Polyalanine expansions appear to have different pathogenic mechanisms of action (2). In our study, mice harboring a 10-residue polyalanine expansion of Hoxa13 exhibit typical phenotypic findings of Hoxa13 loss of function. The loss of function is not secondary to transcriptional shutdown, interrupted splicing or unstable mRNA as revealed by RT–PCR across the exon–intron boundaries and by RNA whole-mount in situ hybridization. Thus, in contrast to fragile X expansions, which lead to FMR1 hypermethylation and loss of transcription, HOXA13 polyalanine expansions affect post-transcriptional processes. Furthermore, protein abundance in developing limb buds and transfected cells was lower for the expanded protein, yet in vitro translation efficiency appears to be normal. Thus, significant degradation of the protein in vivo must be occurring. Albrecht et al. (34) show that HOXD13, HOXA13, RUNX2 and SOX3 polyalanine expanded proteins form cytoplasmic aggregates. These aggregates are not localized to the aggresome, yet are degraded in vivo and colocalize with chaperones Hsp40 and Hsp70. The ratio of nuclear/cytoplasmic protein is related to the length of the HOXD13 polyalanine repeat. Thus, consequences of polyalanine expansion mutations may be explained by a common mechanism involving misfolding, degradation and cytoplasmic aggregation of polyalanine expanded proteins. What is not clear at this stage is why polyalanine expansions for HOXA13 appear to act mostly as loss of function mutations in the limbs, whereas HOXD13 polyalanine expansions act in a dominant-negative way. Further work will be required to determine the basis for this difference.

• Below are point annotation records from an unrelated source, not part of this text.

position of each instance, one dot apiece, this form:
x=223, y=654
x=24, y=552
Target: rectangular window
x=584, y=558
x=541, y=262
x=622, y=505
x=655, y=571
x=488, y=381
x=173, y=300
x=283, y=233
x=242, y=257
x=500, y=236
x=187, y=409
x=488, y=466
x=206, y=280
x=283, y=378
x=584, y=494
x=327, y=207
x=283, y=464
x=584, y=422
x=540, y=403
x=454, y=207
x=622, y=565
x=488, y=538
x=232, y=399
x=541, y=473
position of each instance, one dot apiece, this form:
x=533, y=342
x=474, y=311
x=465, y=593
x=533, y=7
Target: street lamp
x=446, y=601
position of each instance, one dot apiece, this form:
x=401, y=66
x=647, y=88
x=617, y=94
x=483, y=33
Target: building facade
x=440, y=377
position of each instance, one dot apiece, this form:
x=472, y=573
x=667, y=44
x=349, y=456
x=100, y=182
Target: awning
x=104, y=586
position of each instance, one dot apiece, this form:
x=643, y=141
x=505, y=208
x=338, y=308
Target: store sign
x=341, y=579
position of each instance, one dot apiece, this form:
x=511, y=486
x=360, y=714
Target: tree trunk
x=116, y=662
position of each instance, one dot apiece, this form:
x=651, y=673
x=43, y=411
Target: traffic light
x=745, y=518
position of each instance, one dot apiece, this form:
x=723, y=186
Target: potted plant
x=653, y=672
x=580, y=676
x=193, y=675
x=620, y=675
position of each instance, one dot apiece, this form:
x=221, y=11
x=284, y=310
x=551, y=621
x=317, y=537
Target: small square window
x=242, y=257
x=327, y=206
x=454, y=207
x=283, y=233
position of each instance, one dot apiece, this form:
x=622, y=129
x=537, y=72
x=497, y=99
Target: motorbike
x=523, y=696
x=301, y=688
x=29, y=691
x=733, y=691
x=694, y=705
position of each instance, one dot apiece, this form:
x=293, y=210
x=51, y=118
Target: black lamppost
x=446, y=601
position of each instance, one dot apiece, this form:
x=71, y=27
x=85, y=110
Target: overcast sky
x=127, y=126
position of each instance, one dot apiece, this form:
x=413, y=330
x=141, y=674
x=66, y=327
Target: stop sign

An intriguing clinico-pathologic issue is the seemingly greater severity of GU anomalies and problems within Family B with the largest expansion reported so far (+12 in repeat III) by comparison with other families with HOXA13 mutations. The statistical power is not strong enough to make genotype/phenotype conclusions relative to GU tract defect severity or penetrance and polyalanine expansions. A seemingly high rate of hypospadias and other GU problems was reported by Frisén et al. (6) in a family in whom a tract II polyalanine expansion of six residues (to a total of 18) was observed. Hypospadias in HOXA13 deficiency may be caused by loss of Bmp7 and Fgf8 signaling in the urethral plate epithelium, as shown in Hoxa13 mutant mice (24). The downstream molecular consequences of HOXA13 deficiency in the defects in the upper urinary system or for incomplete Mullerian fusion in humans are not understood; however, Fgf and BMP signaling warrant close examination. Despite the uncertainty about whether a polyalanine expansion in HOXA13 induces greater risk for genitourinary defects, it is conceivable that the nature and extent of the protein sequestration and/or degradation in the cytoplasm may be unique in different tissues of expression. Thus, a potential increase in GU anomalies in families with HOXA13 polyalanine expansions may represent dominant-negative effects of this allele, whereas dominant-negative effects of HOXD13 expansions are seen in the limbs.

It is unclear whether all large repeats have the same limit for non-pathogenic expansion. At least for the third repeat, once the repeat length exceeds 24, HOXA13 function appears to decline. The 6-alanine expansion in large repeat II (12, +6) reported by Frisén et al. (6) was associated with typical features of HFGS, and some members had a large gap between the first and second toes and more frequent urogenital problems. Surprisingly, the total length of the mutated tract is only 18 alanine residues, which is the normal endogenous length for polyalanine tract III. Polyalanine expansion of eight residues in the first large repeat in Family C is also not tolerated; this increases the total number of alanine residues to 22, which is less than the minimum expanded pathogenic repeat III (+6 alanine residues to a total of 24) reported so far (4,9). Polyalanine expansions in different domains of the protein may be tolerated variably.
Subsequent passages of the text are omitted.